Rachid est musulman, palestinien, ingénieur vivant à Amsterdam. Il est invité à Genève pour participer à une conférence sur la question israélo-palestinienne. Il l’aperçoit dans l’assistance. Leurs regards se croisent. Elle s’appelle Sarah, est avocate suisse et vit à Genève. Il l’invite à un verre, à un dîner. Leur histoire d’amour commence. Et puis, un jour, il l’entend au téléphone parler en hébreu. Moment fatal. Moment chargé du drame de toute une vie. Moment qui le glace, et du coup, nous glace d’effroi. L’histoire d’amour qui les lie est un drame en devenir qui risque d’éclater à tout moment. L’amour n’est finalement qu’une question de frontières dans ce monde où l’autre ne sera jamais un autre soi-même. La confession, l’identité, l’appartenance à un pays, autant de barrières, d’obstacles à l’universalité, à la liberté de l’amour. Autant de frontières qui ne cesseront de diviser la planète entière. Lui, fils de martyrs. Elle, petite-fille de déportés juifs. Il décide de partir. Mais il revient, quelque temps plus tard. Malgré les silences, les secrets, les larmes, les contradictions, les révélations, ils décident, ensemble, de braver les obstacles, de l’administration suisse, de l’accord parental, de la politique, du monde. «Vous avez fait la paix en un an, alors que l’Onu n’a pas pu le faire en 60 ans».

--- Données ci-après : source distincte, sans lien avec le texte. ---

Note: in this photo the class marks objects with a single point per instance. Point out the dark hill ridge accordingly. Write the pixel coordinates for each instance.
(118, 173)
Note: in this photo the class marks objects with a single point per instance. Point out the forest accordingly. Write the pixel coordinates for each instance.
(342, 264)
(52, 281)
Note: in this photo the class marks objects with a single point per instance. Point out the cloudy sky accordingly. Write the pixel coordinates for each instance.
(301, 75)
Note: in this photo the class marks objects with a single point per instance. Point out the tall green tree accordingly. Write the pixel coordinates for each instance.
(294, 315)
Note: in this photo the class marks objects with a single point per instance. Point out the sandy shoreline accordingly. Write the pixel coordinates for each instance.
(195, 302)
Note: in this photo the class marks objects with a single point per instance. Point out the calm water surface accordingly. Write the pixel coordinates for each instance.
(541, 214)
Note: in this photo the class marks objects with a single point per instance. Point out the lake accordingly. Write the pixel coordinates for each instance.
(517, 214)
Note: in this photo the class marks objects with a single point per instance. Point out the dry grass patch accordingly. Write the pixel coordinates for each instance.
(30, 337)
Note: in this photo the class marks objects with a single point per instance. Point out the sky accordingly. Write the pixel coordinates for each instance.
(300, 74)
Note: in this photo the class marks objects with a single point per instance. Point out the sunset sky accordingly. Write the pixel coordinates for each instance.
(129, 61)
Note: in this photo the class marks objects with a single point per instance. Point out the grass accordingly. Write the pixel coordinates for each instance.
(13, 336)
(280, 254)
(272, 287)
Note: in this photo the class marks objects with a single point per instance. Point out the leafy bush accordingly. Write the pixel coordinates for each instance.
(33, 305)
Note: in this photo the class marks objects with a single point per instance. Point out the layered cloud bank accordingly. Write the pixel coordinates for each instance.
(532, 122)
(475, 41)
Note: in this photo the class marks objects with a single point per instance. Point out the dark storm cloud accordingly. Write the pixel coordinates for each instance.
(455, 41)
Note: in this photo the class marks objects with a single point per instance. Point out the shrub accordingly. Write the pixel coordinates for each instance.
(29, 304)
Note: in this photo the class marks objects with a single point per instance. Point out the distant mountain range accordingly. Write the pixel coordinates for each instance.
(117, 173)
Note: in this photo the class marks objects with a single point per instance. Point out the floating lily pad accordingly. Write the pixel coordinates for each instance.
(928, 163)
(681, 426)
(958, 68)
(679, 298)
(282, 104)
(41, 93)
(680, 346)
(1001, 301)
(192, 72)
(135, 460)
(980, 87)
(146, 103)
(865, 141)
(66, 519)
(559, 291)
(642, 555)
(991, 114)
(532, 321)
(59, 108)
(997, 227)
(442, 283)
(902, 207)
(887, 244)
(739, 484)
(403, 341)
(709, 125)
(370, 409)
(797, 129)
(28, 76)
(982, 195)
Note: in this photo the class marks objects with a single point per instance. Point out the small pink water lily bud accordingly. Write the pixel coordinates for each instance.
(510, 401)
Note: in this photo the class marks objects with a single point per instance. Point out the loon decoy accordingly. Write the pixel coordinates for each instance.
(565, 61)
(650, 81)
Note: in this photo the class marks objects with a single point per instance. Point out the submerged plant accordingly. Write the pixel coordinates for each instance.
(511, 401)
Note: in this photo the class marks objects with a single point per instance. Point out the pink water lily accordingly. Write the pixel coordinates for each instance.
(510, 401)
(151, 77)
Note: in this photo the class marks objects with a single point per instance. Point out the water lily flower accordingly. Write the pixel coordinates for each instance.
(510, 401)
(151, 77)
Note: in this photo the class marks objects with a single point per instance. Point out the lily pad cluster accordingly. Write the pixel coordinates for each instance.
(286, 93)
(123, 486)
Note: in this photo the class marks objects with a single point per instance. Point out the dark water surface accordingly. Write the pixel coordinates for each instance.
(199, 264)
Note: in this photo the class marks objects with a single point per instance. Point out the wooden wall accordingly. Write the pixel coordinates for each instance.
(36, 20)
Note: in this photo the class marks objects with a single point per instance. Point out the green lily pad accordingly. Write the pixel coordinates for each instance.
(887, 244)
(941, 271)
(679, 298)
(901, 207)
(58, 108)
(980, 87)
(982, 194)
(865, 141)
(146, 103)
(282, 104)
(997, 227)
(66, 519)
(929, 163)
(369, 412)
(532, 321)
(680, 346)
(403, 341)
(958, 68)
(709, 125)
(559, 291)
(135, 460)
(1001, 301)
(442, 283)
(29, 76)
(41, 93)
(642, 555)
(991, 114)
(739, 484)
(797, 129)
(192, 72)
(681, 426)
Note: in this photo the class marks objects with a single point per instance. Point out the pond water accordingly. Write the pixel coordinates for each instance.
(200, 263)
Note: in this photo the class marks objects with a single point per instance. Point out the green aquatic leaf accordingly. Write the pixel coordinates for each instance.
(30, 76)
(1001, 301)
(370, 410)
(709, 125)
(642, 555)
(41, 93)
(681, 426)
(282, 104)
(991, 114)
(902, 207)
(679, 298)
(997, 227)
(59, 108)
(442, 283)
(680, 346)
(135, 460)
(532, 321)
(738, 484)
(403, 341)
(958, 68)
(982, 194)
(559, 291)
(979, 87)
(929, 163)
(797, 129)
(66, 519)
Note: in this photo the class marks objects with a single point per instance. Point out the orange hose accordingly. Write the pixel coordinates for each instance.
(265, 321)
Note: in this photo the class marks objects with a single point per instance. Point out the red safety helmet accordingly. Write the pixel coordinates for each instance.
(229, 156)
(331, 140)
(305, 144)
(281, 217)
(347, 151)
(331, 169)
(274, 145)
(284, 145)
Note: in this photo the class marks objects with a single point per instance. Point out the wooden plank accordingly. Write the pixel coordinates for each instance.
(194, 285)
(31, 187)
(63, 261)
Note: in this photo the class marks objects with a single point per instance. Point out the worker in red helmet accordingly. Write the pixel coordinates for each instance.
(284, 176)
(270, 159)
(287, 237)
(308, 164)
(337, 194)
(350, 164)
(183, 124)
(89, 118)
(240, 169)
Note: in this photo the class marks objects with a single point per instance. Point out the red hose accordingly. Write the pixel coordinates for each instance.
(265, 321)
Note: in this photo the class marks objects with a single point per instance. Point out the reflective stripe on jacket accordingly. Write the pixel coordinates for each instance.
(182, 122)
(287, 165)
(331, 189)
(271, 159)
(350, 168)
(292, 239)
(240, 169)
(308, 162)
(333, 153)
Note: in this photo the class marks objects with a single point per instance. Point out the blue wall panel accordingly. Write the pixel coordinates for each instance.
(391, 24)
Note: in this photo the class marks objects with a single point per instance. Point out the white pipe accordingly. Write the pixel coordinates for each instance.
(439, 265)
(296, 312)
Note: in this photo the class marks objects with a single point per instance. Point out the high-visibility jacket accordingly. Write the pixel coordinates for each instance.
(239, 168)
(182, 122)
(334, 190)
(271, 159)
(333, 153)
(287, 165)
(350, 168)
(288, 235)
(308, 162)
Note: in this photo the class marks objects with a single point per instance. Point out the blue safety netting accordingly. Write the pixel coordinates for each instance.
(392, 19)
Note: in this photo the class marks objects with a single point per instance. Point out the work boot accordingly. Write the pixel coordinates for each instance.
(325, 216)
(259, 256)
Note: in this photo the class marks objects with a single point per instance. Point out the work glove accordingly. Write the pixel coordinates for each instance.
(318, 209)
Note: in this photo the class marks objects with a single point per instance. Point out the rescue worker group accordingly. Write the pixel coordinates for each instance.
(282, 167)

Il y a des années, en regardant un documentaire, Silvia Barreiros a été émue par l’histoire de cet Israélien qui a perdu sa femme palestinienne dans un attentat kamikaze et s’est retrouvé tout seul alors qu’il avait rompu tous les liens avec sa famille précisément pour pouvoir conclure ce mariage «contre-nature». L’idée d’en faire une pièce de théâtre a aussitôt germé. L’écriture a été confiée à Slimane Benaïssa. Et la pièce Les Papiers de l’amour est née. Dans une mise en scène simple et presque dénudée, à travers un texte riche et tissé de subtilité, d’humour, de jeux de mots et de mots exquis, les acteurs donnent merveilleusement corps à la complexité de leurs personnages et de l’histoire qu’ils vivent. «On peut aimer par désespoir, moi je t’aime par espoir», dit Sarah la juive à Rachid le Palestinien. A travers le théâtre, à travers Les papiers de l’amour, Sarah et Rachid, deux prénoms qui auraient pu, qui auraient dû ne jamais se rencontrer, finissent par fusionner comme un merveilleux oxymore. L’espoir, encore et toujours. L’art un miroir de la réalité ou l’inverse?